Registration Court: LML District Court
Registration number: HRB125727
VAT identification number according to Section 27 a of the Sales Tax Law:
DE287145542
Professional liability insurance, also known as errors and omissions (E&O) insurance, covers your legal expenses if you are sued due to a failure in the performance of your professional duties, such as negligence or breach of contract.

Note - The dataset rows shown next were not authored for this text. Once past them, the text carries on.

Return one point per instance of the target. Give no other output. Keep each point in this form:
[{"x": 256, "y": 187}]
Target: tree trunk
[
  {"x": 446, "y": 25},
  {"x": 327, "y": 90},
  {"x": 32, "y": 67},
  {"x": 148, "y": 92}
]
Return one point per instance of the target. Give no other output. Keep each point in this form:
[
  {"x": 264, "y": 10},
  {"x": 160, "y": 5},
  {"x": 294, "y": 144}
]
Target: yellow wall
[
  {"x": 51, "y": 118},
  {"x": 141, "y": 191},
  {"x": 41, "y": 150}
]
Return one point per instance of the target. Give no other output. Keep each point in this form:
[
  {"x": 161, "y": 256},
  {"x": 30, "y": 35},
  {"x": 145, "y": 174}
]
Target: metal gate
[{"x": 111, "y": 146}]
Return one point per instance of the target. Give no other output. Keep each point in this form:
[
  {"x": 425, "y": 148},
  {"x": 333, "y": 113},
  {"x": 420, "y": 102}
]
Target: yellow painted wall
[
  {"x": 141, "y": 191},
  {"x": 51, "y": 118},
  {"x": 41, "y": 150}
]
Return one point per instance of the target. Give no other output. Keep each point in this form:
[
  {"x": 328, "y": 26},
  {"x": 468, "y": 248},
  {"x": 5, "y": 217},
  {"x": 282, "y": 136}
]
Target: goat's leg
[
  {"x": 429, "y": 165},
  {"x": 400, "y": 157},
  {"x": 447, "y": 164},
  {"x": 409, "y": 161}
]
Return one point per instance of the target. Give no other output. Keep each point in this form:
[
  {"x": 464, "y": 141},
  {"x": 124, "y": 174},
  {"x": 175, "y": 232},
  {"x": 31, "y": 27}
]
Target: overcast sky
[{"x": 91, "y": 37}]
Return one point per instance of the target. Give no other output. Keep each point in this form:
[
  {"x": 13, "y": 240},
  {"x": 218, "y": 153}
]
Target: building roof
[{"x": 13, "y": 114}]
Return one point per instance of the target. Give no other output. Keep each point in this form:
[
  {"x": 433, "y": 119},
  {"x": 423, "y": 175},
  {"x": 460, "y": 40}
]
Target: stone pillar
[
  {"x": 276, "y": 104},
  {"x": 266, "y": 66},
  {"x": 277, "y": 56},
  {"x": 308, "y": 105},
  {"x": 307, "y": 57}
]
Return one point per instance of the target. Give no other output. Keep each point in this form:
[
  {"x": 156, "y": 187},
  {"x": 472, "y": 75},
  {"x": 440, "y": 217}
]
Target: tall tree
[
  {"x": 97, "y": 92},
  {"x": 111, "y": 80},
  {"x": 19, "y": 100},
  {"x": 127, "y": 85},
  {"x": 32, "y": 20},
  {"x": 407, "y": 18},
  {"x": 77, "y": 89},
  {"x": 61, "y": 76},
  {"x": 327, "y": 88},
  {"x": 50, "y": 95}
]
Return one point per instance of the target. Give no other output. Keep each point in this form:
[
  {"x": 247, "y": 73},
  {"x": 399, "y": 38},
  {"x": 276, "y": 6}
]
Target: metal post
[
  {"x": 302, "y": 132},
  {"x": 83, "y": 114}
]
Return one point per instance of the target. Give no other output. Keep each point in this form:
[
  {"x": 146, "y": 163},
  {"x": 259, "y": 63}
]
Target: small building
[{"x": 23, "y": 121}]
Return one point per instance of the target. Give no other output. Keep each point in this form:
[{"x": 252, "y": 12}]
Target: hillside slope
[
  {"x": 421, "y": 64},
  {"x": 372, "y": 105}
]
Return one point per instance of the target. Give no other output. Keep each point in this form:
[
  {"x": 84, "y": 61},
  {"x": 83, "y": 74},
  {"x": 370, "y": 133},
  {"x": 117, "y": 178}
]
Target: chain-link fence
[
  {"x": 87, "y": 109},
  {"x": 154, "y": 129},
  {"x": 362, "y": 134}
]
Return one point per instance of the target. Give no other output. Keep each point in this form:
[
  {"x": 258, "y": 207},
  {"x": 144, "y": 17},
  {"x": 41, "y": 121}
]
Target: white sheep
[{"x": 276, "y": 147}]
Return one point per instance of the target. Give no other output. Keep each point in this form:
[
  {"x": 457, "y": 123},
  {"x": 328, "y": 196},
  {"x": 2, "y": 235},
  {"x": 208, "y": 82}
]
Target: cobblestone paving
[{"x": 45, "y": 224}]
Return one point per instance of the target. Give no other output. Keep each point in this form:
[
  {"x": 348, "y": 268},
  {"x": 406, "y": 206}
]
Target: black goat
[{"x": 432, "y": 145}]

Geography is both a natural science and a social science; it forms an interdisciplinary bridge. To be sure, individual geographers tend to emphasize different aspects of the spatial world. Some geographers focus on physical geography by devoting their study to such patterns as climate, vegetation, soils, and landforms, while others focus on patterns resulting from human activities and characteristics. Among the later, economic, social, and political geographers investigate such problems as agricultural land use, settlement patterns, boundary disputes, the trade areas of cities, cultural diffusion, the incidence of pollution and the perception of the environment The position of geography as a science, however, needs further qualification. Some of the most important concepts that are basic in geography are those of the environment and society. The two concepts are equally significant since the central issue in geography generally concerns man in the environment and man in society. In particular, geography has a good understanding of the significance and factors of location, the complexity of the man-environment, interaction, the problems of the environmental quality, and a good experience in dealing with environmental systems and processes. Geographers, however, realize that the problem of the environment must be looked at not only in physical, chemical, and biological terms, but very importantly too, in relation to human perceptions, needs, desires, and locations. These general characteristic give geography a comparative advantage in environmental studies over other subjects.

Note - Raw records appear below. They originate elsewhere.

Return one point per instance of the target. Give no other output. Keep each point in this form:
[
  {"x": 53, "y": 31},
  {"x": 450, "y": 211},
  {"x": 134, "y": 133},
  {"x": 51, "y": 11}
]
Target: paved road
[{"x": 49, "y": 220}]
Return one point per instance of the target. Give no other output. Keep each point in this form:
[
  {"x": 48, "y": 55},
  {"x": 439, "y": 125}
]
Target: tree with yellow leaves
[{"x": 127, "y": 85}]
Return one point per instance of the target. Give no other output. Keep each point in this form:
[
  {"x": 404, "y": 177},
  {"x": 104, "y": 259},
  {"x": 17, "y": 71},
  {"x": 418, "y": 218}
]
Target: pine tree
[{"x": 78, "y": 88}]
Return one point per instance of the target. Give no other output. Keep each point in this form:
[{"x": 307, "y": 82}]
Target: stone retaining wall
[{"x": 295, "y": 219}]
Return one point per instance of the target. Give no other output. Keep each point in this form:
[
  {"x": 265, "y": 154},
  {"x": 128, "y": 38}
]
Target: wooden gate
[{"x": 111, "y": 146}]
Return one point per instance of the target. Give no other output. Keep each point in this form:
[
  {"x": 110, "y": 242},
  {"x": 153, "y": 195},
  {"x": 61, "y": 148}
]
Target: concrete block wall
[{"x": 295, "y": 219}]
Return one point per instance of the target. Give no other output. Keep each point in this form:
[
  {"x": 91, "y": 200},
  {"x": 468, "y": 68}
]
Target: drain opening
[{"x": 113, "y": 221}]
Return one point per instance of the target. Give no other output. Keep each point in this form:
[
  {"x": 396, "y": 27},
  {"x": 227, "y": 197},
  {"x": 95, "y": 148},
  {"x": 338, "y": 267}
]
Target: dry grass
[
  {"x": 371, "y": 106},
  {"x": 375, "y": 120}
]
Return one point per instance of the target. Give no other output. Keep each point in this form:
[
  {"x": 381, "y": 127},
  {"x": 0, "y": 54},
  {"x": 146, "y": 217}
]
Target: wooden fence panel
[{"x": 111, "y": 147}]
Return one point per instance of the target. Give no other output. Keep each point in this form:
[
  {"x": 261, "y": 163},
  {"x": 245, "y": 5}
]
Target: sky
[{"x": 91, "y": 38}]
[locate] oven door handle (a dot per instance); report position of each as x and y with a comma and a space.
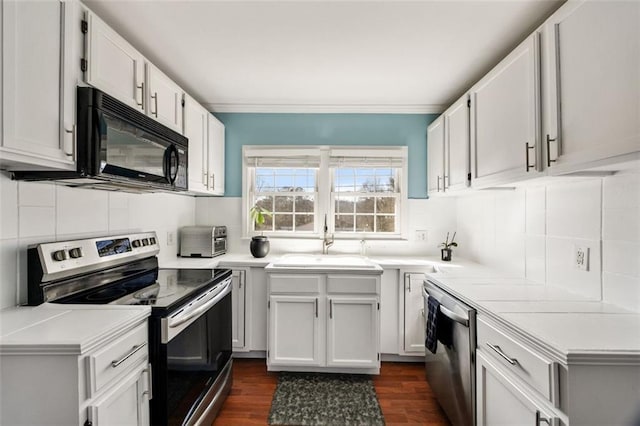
205, 307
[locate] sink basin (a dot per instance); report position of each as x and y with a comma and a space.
325, 261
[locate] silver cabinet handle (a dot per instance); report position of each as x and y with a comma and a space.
549, 160
497, 349
527, 148
149, 392
133, 350
155, 102
141, 103
71, 132
540, 418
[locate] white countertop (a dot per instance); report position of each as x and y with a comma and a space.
64, 329
565, 325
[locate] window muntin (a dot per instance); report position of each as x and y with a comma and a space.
290, 194
366, 199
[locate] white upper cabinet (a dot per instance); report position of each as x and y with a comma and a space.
505, 119
592, 84
164, 98
215, 156
435, 156
195, 129
33, 62
448, 149
113, 65
456, 153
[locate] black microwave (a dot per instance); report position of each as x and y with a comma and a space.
120, 148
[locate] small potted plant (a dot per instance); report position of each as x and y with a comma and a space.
259, 245
446, 247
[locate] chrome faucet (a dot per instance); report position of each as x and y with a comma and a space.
326, 242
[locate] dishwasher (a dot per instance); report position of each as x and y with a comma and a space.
451, 370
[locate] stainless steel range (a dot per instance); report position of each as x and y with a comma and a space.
190, 323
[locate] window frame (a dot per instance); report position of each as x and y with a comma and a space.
325, 200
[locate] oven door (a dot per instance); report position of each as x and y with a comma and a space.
194, 358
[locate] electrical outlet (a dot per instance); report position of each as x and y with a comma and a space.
581, 257
421, 235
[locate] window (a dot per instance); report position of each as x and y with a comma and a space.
360, 191
290, 194
365, 199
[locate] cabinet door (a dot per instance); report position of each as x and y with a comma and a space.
238, 301
164, 98
127, 403
435, 156
216, 156
414, 319
32, 58
600, 114
294, 330
505, 122
195, 129
456, 175
113, 65
352, 332
500, 400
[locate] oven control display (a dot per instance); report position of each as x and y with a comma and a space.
111, 247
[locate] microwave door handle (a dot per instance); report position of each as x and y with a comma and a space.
170, 153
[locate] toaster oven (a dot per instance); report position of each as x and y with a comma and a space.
203, 241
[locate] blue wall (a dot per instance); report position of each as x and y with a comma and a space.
326, 129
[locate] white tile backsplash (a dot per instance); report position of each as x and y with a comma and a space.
600, 213
80, 212
8, 208
33, 213
621, 290
574, 209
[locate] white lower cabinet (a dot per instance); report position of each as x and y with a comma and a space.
352, 332
502, 400
324, 322
127, 403
238, 302
108, 384
294, 327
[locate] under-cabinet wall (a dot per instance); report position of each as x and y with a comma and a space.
533, 231
31, 213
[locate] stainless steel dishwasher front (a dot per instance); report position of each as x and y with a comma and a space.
451, 370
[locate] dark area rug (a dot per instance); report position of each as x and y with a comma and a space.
325, 399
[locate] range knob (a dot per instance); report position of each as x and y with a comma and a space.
75, 252
59, 255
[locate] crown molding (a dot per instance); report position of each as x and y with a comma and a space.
325, 109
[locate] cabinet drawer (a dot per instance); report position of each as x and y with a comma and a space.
353, 284
117, 358
533, 368
300, 283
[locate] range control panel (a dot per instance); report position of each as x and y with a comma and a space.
66, 258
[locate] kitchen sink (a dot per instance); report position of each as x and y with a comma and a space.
328, 261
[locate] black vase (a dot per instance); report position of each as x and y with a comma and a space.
446, 255
259, 246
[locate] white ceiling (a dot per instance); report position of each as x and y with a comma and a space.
342, 56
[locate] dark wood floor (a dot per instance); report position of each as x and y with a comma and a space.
404, 395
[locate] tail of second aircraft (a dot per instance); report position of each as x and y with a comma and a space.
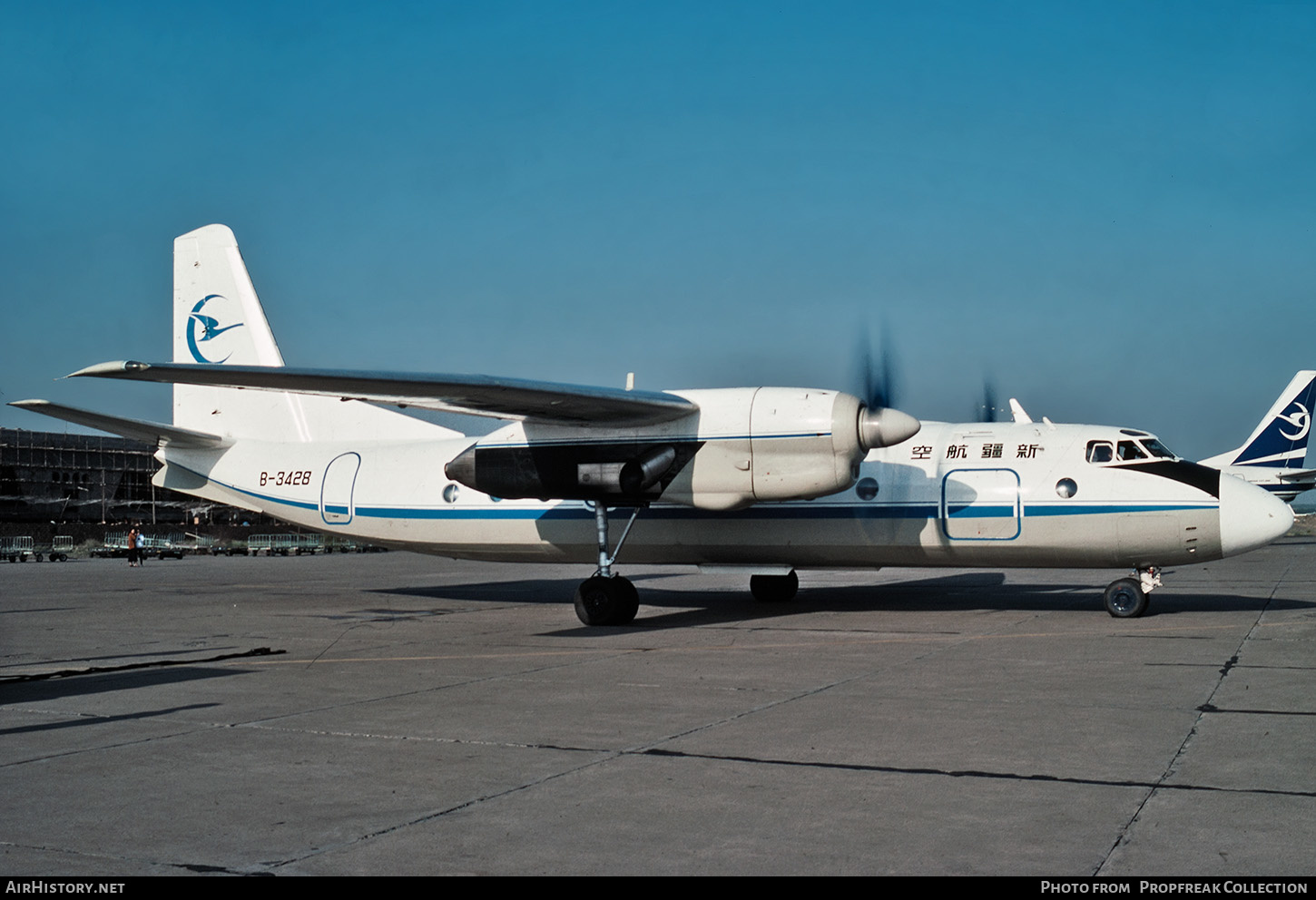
1280, 440
217, 318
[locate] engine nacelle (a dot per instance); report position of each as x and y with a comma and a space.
781, 444
743, 445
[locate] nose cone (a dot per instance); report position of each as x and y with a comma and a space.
886, 428
1249, 516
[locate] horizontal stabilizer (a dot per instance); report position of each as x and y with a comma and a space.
476, 395
136, 429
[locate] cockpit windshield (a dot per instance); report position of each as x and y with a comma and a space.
1122, 452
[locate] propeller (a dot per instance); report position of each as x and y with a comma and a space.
877, 377
879, 424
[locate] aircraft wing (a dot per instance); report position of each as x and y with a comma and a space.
136, 429
476, 395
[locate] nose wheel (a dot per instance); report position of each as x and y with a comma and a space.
1126, 598
607, 601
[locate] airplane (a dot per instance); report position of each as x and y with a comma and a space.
1272, 455
760, 481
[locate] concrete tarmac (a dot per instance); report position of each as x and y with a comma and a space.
427, 716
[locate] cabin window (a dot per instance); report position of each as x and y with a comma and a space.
1131, 450
1157, 449
866, 488
1100, 452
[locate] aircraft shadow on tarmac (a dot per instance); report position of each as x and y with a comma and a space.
78, 684
957, 592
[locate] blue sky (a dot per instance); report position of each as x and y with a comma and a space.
1105, 208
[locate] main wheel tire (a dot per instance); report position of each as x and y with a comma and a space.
774, 589
1125, 599
607, 601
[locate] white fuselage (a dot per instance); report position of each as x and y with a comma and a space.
956, 495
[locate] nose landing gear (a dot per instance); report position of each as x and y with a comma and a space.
1126, 598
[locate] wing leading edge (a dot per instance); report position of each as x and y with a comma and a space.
476, 395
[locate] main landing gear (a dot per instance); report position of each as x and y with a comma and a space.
1126, 598
607, 599
774, 589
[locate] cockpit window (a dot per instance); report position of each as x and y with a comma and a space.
1157, 449
1100, 452
1131, 450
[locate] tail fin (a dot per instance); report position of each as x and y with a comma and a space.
1280, 440
217, 318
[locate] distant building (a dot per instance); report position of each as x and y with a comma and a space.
46, 476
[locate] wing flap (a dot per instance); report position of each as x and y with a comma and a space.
137, 429
476, 395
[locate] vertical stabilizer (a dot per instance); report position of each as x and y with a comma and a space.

Geography is both a natural science and a social science; it forms an interdisciplinary bridge. To be sure, individual geographers tend to emphasize different aspects of the spatial world. Some geographers focus on physical geography by devoting their study to such patterns as climate, vegetation, soils, and landforms, while others focus on patterns resulting from human activities and characteristics. Among the later, economic, social, and political geographers investigate such problems as agricultural land use, settlement patterns, boundary disputes, the trade areas of cities, cultural diffusion, the incidence of pollution and the perception of the environment The position of geography as a science, however, needs further qualification. Some of the most important concepts that are basic in geography are those of the environment and society. The two concepts are equally significant since the central issue in geography generally concerns man in the environment and man in society. In particular, geography has a good understanding of the significance and factors of location, the complexity of the man-environment, interaction, the problems of the environmental quality, and a good experience in dealing with environmental systems and processes. Geographers, however, realize that the problem of the environment must be looked at not only in physical, chemical, and biological terms, but very importantly too, in relation to human perceptions, needs, desires, and locations. These general characteristic give geography a comparative advantage in environmental studies over other subjects.